My personal interest went to the gardens. "The kitchen garden is in its form a copy of an 18th century palatial garden. Here, old types and sorts of fruits and vegetables grow that were cultivated and eaten/consumed in the region some two and half centuries ago. These plants, to some extent all but forgotten today, serve as witnesses to the nutritional habits and customary use of the period. This living conservatorium thus serves as a hoard of a fragile and threatened heritage with historical, botanical and ethnological facets of a broad palette of indigenous vegetable and fruit plants." (text taken from here)
the kitchen garden from Prangins Castle
An audio guide, guides the visitor through this garden, explaining the origine and the use of a selected amount of plants. These explanations are often completed by referencing to the dairy of Baron who lived in the castle as well as the encyclopedy of Yverdon that is dating from the 18th century. 

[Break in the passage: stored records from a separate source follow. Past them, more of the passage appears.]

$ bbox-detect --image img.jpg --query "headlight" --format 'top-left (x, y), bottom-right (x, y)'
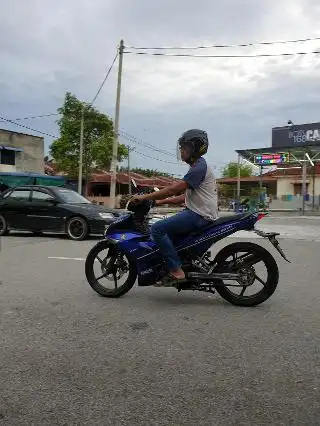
top-left (99, 212), bottom-right (114, 219)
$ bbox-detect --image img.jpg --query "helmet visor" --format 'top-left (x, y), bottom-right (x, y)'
top-left (176, 139), bottom-right (194, 162)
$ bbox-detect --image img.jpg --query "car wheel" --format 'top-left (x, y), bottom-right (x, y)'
top-left (66, 216), bottom-right (89, 241)
top-left (0, 214), bottom-right (9, 236)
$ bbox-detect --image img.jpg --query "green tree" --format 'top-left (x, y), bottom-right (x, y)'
top-left (49, 92), bottom-right (128, 178)
top-left (221, 162), bottom-right (253, 178)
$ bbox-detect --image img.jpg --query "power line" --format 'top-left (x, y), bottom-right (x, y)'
top-left (120, 131), bottom-right (176, 157)
top-left (91, 51), bottom-right (119, 105)
top-left (0, 113), bottom-right (231, 164)
top-left (119, 130), bottom-right (176, 158)
top-left (0, 114), bottom-right (229, 169)
top-left (0, 115), bottom-right (58, 138)
top-left (125, 35), bottom-right (320, 50)
top-left (124, 50), bottom-right (320, 58)
top-left (0, 113), bottom-right (60, 122)
top-left (133, 149), bottom-right (185, 165)
top-left (120, 130), bottom-right (229, 168)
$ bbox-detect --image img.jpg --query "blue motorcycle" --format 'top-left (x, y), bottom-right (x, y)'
top-left (85, 187), bottom-right (289, 307)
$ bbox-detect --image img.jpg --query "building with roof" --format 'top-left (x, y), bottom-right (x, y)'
top-left (0, 128), bottom-right (44, 174)
top-left (86, 171), bottom-right (182, 206)
top-left (219, 121), bottom-right (320, 211)
top-left (44, 160), bottom-right (182, 206)
top-left (217, 163), bottom-right (320, 199)
top-left (88, 171), bottom-right (180, 194)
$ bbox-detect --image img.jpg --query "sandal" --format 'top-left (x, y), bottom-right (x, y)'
top-left (154, 273), bottom-right (188, 287)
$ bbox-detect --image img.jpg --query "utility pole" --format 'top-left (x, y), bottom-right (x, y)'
top-left (237, 153), bottom-right (241, 201)
top-left (78, 105), bottom-right (85, 194)
top-left (110, 39), bottom-right (124, 207)
top-left (259, 165), bottom-right (265, 210)
top-left (259, 166), bottom-right (263, 188)
top-left (312, 165), bottom-right (315, 210)
top-left (127, 145), bottom-right (135, 196)
top-left (302, 154), bottom-right (307, 216)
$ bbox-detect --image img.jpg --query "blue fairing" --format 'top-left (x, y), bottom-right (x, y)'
top-left (105, 213), bottom-right (156, 261)
top-left (176, 214), bottom-right (258, 252)
top-left (105, 211), bottom-right (260, 286)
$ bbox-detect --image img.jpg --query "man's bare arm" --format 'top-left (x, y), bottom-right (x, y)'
top-left (156, 194), bottom-right (185, 206)
top-left (136, 181), bottom-right (188, 202)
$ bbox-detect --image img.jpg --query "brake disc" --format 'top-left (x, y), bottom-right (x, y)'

Through this audio guide I learnt a lot about agriculture in the 18th century, which i did not know before : some lessons learnt and thoughts I wanted to share with you in this post.
Morus tree

One of the first thing that stroke me were the Morus trees, the black and the white sort. I know that the white one is the one needed for the silk worm and the dark one is the one I used to go collecting and eating the fruit in Serbia. I had seen these trees in many places around the world, but not at home. So I learnt that the silk in the Castle is "home made". Silk made in Switzerland? So why does it today always come from developing countries?

Asparagus is still today a well known plant and one of my favourite vegetable on my plate. The audio guide was explaining that in the 18th century, they managed to grow them in January. Wait a second, climate change is yet to come, so how did they manage to get asparagus without heater and glasshouses? They used a pretty interesting technique. Between the ranges of asparagus, they would dig ditches before the cold season. They would fill the ditches with manure and cover them with straw. The fermentation process of the manure produces warmth that is sufficient for asparagus to grow in the winter. Is that a technology we will reinvent when we face an energy crisis?

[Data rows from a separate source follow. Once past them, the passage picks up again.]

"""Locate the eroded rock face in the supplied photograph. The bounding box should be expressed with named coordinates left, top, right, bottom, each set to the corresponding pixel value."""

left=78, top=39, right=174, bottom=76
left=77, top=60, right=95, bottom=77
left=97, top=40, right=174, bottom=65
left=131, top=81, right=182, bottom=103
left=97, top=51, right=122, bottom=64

Topinambour or Jerusalem artichoke
Topinambour is a sort of potato that grows very fast and once it is in the ground, can hardly be taken out. I had some in my garden in the Netherlands and never managed to get them out of there. The audio guide was explaining that this crop helped a lot to fight the famine, because it grows so easily and the leaves could be fed to livestock. So it just dropped into my mind, would that not be a solution for Africa? Does anyone know about evidence that it would not work?

The garden tour at Prangins Castle give you much more information than these and is definitely worth a visit. I will go back end of September to see the saffron  flower flowering with my own eyes.